Metafilter Corpus - Frequency Tables

This is a collection of frequency tables calculated from metafilter comment text. It's made available as tables of various subcorpora, broken down by date range and by subsites reflected in any given table. Four metafilter subsites, Metafilter (mefi), Ask Metafilter (askme), Metatalk (meta), and Metafilter Music (music), are represented in these files; the "all sites" files incorporate comment data from all of those.

The files are tab-separated ASCII plain text; the zip files expand the file or files within to the local directory.

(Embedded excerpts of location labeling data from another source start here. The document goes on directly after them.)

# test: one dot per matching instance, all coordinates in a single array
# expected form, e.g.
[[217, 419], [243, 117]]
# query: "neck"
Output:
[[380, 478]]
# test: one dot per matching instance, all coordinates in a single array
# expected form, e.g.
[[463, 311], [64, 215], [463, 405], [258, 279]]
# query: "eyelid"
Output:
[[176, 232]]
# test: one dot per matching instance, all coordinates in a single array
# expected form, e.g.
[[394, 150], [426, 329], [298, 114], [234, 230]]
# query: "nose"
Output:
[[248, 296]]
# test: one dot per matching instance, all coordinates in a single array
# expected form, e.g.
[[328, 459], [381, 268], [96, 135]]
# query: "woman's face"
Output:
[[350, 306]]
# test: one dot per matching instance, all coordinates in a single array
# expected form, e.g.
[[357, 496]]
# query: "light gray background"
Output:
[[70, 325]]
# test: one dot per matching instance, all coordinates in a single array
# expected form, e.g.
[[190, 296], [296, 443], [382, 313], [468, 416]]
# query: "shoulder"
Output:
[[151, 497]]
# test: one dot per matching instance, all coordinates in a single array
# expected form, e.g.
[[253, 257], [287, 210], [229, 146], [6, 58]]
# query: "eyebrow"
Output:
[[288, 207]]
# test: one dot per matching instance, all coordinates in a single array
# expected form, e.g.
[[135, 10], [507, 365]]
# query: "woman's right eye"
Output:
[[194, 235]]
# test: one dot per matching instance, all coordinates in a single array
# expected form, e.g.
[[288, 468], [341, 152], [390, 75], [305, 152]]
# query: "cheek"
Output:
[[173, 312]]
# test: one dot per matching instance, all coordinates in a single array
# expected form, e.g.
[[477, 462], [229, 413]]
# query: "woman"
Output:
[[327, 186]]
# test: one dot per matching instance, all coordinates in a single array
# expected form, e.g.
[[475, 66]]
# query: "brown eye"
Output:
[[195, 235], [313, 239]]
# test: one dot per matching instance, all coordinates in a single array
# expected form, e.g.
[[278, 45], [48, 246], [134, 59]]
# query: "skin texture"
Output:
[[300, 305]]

The files contain brief header information, followed by successive rows of three tab-separated values: raw word count, calculated frequency per million words, and the word token itself. Filenames indicate the subsite or subsites calculated, the date for which calculations begin, and the date for which the calculation is no longer running. For example, "askme--2006-01-01--2007-01-01.txt.zip" contains frequency data for all words used in comments on Ask Metafilter between January 1st, 2006 and December 31st, 2006, inclusive.

For more information about the process used to produce these files or for clarification of some of the file-specific notes below, please see the Metafilter Wiki page about the Metafilter Corpus project. You may also be interested in the data available at the weekly-updated Metafilter Infodump.

If you have specific questions about these files or would like to see something additional made available, contact cortex.

Complete tables

These files contain frequency information for all comments made between the launch of Metafilter in mid-1999 through 11:59 pm, Dec 31st, 2012. Note that subsites other than mefi were launched at later dates: meta in early 2000, askme in late 2003, music in the middle of 2006. Approximate word count and file size is provided for reference; exact word-count info is provided in the header of each file.

Yearly

As above, but each file contains a frequency table limited to a single year interval. These files are somewhat smaller than the corresponding Complete files; the largest are about 3MB.

Monthly

Each of these zip files contains twelve frequency files, one for each month of the year stated. These are comparable in size to the Complete files, topping out at 7MB.

Daily

Each of these zip files contains 365 (or 366 for leap years) individual daily files for the corresponding year. These zips are the largest in the collection, with allsites--2012 about 32MB total.